I'm making a simple little MOBA just for fun. I was making everything single-player then I realized "oh crap I should probably add multiplayer, huh."
I've never done anything with networking before, so learning how to integrate Lidgren into my game was fun and awesome. The thing is, I pretty much know the way I'm doing things is wrong, because it's not robust enough for mainstream games to use, as far as I know, but what's wrong with it?
What I'm doing is, basically, whenever a player does an action, it sends a message to the server saying "hey, I just did this thing." The server and the client are both running the same simulation. The server then sends a message to all other clients telling them that that guy did that thing.

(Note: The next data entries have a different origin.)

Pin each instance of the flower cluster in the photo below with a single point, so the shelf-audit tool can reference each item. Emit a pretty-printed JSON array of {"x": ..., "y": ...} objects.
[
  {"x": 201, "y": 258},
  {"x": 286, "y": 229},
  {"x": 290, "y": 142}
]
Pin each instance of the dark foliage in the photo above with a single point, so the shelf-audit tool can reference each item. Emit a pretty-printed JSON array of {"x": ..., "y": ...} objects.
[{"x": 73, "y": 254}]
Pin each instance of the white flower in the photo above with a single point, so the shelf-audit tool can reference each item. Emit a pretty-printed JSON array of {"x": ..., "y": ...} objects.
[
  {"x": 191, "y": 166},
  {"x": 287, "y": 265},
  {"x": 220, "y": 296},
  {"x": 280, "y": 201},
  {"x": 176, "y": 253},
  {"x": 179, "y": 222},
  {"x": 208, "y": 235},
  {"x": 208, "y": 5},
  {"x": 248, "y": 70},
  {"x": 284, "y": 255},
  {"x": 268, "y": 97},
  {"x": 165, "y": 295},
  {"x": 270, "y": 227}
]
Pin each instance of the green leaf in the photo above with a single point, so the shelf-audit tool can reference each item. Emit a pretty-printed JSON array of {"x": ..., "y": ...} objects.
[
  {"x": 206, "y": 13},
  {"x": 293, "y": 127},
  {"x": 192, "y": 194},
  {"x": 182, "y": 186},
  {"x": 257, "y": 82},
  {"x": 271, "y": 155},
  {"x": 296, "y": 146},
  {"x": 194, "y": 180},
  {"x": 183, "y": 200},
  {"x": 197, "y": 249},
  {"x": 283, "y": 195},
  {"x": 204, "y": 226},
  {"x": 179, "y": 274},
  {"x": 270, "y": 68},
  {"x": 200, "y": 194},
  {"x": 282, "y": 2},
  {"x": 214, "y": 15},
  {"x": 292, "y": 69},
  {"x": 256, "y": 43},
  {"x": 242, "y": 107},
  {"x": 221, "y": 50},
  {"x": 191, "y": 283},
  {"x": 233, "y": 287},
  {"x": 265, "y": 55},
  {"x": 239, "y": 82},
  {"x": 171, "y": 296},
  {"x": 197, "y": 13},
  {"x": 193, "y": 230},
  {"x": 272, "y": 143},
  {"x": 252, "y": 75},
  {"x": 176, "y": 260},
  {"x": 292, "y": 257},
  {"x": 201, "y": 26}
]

For the most part, except in a few cases, when a player does a thing, the client assumes it's cool and goes ahead with it on its own. So when you right-click somewhere to move there, that player's client just starts moving his guy there, and then sends a message to the server telling it about it.
So basically:
- Player 1 casts a spell to make him move 100% faster for six seconds
- Player 1's local client adds that buff to his Unit object
- Player 1's client sends a message to the server saying "hey I just cast this spell"
- The server makes sure he really did have enough mana to cast that spell, and if so, adds that buff to the server's copy of that Unit object
- The server sends a message to all other clients saying "hey this guy just cast this spell"
- Every other client receives the message and goes "ah okay cool," and adds that buff to their local Unit object for that player
I've been skimming through stuff to see how big games do multiplayer, and it's kind of confusing for someone who's just starting to dabble in this stuff, but it looks like the Source engine sends a packet containing all of the changes to everything in the world every tick? Again, totally new to this stuff, but can you really push that much data that frequently?
Sorry if this is a bit rambly, but basically, I was wondering why my simpler system isn't the right way to go, because if it was, other games would use it, right?